RIYADH, 7 March 2007 — The Capital Market Authority (CMA) has approved SABB Takaful’s initial public offering (IPO). SABB Takaful is raising SR35 million through the public share offering, which is scheduled to commence today.
HSBC Saudi Arabia Ltd. is the financial advisor to SABB Takaful and SABB will act as the subscription manager, according to a press release issued by SABB.
The IPO subscription will open for public from March 17 to 26. The initial offer price per share will be SR10, with a minimum of 50 shares and a maximum of 100,000 per subscriber. In addition to the 35 percent public offering, the HSBC Group and SABB will each own 32.5 percent of SABB Takaful Company.

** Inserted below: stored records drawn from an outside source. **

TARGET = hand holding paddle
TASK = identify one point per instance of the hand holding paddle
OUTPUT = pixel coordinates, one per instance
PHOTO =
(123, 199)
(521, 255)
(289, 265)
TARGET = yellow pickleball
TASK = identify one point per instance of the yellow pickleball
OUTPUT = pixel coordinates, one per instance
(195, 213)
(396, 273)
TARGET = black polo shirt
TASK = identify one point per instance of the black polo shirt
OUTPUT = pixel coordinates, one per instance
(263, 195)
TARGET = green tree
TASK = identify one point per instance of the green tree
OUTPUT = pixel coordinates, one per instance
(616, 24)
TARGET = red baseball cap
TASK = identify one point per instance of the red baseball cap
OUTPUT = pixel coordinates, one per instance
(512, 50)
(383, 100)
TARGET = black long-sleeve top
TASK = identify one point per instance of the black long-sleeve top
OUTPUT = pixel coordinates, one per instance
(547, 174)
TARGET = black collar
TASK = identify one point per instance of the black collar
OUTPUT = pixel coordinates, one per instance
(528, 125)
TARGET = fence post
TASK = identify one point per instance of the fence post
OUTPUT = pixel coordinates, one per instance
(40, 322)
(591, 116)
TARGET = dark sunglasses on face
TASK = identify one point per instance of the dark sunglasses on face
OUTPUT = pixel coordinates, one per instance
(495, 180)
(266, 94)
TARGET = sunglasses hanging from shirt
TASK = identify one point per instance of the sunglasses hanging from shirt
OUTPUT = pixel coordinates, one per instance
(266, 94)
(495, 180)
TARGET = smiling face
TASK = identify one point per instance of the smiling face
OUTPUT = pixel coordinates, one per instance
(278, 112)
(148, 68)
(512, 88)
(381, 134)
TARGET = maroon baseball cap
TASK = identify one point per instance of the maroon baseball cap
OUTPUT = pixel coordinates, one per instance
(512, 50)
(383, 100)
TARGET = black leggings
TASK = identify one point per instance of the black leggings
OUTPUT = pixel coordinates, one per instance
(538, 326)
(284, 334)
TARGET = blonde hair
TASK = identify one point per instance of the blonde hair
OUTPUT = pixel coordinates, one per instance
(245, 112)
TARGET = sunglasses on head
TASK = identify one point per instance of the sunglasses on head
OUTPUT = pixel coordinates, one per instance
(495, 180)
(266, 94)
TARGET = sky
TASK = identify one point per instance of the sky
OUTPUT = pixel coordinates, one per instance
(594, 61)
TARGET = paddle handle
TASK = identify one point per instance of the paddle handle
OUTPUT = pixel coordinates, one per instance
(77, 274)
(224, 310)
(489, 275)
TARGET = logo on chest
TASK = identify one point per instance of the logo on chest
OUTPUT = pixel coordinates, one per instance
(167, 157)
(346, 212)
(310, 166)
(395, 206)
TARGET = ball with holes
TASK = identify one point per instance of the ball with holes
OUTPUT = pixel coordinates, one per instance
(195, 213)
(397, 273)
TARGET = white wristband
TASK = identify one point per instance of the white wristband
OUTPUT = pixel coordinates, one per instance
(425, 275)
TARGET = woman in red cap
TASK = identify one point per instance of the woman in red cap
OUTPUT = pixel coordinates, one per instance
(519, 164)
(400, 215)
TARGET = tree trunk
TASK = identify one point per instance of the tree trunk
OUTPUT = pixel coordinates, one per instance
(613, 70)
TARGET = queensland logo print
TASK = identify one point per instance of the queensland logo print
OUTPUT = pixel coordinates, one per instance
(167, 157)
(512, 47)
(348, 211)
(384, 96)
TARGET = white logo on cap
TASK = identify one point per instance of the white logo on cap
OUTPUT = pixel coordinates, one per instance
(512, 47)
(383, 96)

SABB Takaful Company will offer a comprehensive range of Shariah-compliant Takaful products for both personal and corporate customers. These will include savings and protection products to meet individual needs for financial planning and business solutions for business risks.
Dr. Abdulrahman A. Al-Jafary, chairman of SABB Takaful Constituents Committee, said: “This is an important development for the Kingdom’s financial services industry as SABB Takaful will be one of the first Islamic Takaful companies. The joint investment by HSBC Group and SABB underlines their confidence in the insurance market operating under the Islamic principles.
“We expect the demand for the IPO to be healthy, given the deep experience of the company’s founders,” he said.
Subscription will be available through electronic channels such as ATMs, Internet and telephone banking in addition to the branches of SABB, Riyad Bank and the Arab National Bank.